Hop’in Around: To the mead hall!

By on January 24, 2018

 

This week, beverage reviewer Michael Upton visited Meduseld, a meadery at 252 Harrisburg Pike, Lancaster

I’ve been asked several times over the past couple months if I’ve gotten into the new meadery in Lancaster. Although I’d sampled Meduseld Meadery’s goods at a festival, I hadn’t actually been to the brick and mortar location, which opened in June 2017 on Harrisburg Pike. So, I gathered up a crew and headed in…to the unexpected.

Before even getting through the door, I realized we were severely underdressed. To shine light on this fact, I first must answer one of my initial questions: what is Meduseld?

Meduseld, which translates from Old English to “mead hall,” is the fictional golden hall built in J.R.R. Tolkien’s fantasy world of Edoras, the capital of Rohan. The hall is said to be based on other great halls of legend, like the “golden hall” of King Hrothgar found in Beowulf. Meduseld the meadery plays on these ancient and mythical traditions and has adopted a style inspired by swordsmen and Hobbits. During our visit on a Saturday afternoon, our group was the only one not in some kind of fantasy costume or historically inspired garb. Now, I didn’t see any elf ears, but there were plenty of drinking horns going around.

Meduseld’s aim is to put a “modern face on an ancient beverage by mixing ingredients and flavor profiles from many cultures both far and familiar.” And this they have done well! Mead, a spirit of fermented honey is legally categorized like a wine (and can carry an ABV like one), but its versatility can lend a product similar to ale or something uniquely in between.
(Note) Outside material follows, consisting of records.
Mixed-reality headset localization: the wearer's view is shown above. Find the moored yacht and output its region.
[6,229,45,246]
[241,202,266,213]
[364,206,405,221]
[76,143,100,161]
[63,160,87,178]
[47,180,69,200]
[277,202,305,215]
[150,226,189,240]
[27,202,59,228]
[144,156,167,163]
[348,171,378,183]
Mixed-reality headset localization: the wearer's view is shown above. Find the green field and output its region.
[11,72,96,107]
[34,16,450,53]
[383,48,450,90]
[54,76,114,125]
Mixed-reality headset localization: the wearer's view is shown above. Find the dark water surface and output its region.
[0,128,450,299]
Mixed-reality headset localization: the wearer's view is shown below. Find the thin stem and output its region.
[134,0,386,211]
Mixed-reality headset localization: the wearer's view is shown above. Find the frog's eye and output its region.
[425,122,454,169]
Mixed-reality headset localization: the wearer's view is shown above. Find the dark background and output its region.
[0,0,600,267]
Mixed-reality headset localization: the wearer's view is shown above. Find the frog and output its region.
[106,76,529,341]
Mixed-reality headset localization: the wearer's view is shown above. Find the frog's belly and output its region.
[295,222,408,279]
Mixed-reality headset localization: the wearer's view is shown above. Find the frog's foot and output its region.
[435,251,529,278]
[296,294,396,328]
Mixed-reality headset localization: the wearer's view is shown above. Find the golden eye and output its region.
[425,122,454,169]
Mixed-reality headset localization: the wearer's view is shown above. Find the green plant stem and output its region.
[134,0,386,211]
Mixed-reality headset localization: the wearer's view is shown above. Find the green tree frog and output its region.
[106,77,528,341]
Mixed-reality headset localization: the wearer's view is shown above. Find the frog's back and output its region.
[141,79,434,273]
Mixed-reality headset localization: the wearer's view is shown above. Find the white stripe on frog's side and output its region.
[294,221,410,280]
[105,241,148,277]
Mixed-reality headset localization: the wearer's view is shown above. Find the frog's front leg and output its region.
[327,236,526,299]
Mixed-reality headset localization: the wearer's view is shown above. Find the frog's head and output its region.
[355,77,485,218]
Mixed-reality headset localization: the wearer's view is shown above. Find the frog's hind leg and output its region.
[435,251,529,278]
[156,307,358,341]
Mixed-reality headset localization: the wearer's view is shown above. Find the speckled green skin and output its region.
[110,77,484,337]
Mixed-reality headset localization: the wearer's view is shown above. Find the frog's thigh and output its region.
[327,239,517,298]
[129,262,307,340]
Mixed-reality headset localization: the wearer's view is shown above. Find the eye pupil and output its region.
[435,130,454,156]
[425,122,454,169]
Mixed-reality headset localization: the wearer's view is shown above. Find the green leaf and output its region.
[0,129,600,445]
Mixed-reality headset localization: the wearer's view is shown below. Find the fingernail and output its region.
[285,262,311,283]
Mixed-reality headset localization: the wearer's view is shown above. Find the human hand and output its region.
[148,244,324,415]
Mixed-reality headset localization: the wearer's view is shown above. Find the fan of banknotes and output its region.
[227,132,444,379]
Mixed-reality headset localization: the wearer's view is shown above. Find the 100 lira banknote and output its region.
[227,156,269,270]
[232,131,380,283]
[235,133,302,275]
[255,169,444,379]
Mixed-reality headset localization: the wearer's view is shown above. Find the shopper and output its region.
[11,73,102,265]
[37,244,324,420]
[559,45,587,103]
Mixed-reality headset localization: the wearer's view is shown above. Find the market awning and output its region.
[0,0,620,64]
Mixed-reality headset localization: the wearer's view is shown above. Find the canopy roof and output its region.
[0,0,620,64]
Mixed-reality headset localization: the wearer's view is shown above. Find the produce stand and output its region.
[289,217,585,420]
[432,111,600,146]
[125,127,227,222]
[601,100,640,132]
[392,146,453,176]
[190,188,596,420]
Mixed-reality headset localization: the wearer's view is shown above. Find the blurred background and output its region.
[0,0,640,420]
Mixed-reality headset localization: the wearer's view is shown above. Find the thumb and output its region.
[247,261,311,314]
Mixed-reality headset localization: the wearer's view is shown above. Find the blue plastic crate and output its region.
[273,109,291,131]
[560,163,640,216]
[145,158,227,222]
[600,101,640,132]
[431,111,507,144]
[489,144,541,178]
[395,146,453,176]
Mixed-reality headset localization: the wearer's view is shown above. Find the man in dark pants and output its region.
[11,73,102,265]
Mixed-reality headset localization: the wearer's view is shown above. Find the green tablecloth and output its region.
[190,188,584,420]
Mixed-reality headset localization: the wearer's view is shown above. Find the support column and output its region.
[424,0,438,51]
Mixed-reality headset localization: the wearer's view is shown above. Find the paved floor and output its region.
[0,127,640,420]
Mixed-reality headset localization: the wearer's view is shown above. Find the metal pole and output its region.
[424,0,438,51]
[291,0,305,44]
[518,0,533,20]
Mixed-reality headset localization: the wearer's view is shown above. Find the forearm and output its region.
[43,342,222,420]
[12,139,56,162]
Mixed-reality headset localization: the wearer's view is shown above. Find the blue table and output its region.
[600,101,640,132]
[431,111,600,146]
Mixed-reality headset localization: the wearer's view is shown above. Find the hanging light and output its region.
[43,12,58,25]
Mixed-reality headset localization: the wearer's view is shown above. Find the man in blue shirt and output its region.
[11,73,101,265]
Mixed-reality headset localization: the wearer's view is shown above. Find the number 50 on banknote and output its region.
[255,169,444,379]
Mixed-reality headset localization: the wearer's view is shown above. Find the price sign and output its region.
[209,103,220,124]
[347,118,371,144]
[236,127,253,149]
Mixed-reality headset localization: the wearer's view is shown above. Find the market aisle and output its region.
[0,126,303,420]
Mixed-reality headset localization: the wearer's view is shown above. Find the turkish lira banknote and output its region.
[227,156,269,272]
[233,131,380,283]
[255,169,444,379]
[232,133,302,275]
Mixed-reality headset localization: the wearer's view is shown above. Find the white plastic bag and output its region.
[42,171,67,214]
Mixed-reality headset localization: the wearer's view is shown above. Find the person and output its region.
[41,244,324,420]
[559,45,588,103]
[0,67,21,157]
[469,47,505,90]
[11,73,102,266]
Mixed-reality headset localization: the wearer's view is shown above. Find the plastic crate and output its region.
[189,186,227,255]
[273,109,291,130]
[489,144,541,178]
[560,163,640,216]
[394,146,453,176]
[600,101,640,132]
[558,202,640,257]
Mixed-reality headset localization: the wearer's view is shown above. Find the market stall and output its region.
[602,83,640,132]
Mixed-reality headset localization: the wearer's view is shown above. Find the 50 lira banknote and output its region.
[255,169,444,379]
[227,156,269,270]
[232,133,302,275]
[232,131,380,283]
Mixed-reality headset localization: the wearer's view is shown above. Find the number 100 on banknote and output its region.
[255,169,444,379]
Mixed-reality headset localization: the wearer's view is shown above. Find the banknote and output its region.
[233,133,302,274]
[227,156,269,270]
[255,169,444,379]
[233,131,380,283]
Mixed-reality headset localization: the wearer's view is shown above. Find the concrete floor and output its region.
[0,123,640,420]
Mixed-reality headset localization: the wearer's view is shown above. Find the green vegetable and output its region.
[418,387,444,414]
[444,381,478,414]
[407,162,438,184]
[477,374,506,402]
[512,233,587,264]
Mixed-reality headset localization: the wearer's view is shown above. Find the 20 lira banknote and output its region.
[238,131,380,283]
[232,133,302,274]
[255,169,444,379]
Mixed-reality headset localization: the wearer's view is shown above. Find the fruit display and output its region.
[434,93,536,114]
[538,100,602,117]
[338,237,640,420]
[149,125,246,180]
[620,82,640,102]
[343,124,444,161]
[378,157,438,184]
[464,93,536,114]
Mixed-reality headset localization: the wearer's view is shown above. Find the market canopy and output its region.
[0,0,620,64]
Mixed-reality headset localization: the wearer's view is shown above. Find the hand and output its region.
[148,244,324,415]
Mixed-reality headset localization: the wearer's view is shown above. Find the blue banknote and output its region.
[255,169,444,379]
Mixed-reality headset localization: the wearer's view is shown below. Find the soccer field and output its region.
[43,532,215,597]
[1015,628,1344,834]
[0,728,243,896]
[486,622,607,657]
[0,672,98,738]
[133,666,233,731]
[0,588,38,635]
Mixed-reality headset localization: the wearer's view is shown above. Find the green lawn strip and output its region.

To get the full gamut of what Meduseld offers, we opted for a flight. We started with the basic: Just Honey Batch #1, a traditional mead made with Blueberry Blossom honey.

I was intrigued by several of the meads incorporating specific hop varieties. We sampled Amber Patterns, which uses Amarillo and Mosaic hops. The hops add their characteristic orange and fruity essence to the mead.

Looking for something closer to wine, we chose Nan’s Relish, a Pyment style mead created with Gewurztraminer grapes and wildflower honey and infused with cranberries and oranges. The result is a tart and fruity concoction with a pinkish haze.

Simply because of its mention of terroir, we added The Night Is Dark and Full of Terroir, a Metheglin or spiced mead. This “secret blend of honey” is combined with spices and fruits to create a “wintry appeal.” All the meads were good and not all of them were super sweet as one might expect.

Meduseld, which translates from Old English to “mead hall,” is the fictional golden hall built in J.R.R. Tolkien’s fantasy world of Edoras, the capital of Rohan. (Photos by Michael Upton)

Let it be known, this was my first trip into the meadery, but it was not my first attempt. Meduseld operates on some limited hours opening at 6 p.m. Wednesday through Friday and a few hours earlier on Saturday and Sunday. So, check to see if they are open before making the pilgrimage. (They are closed Monday and Tuesday.) And, even if you do find yourself at the meadery with the doors closed, The Fridge is just right across the street.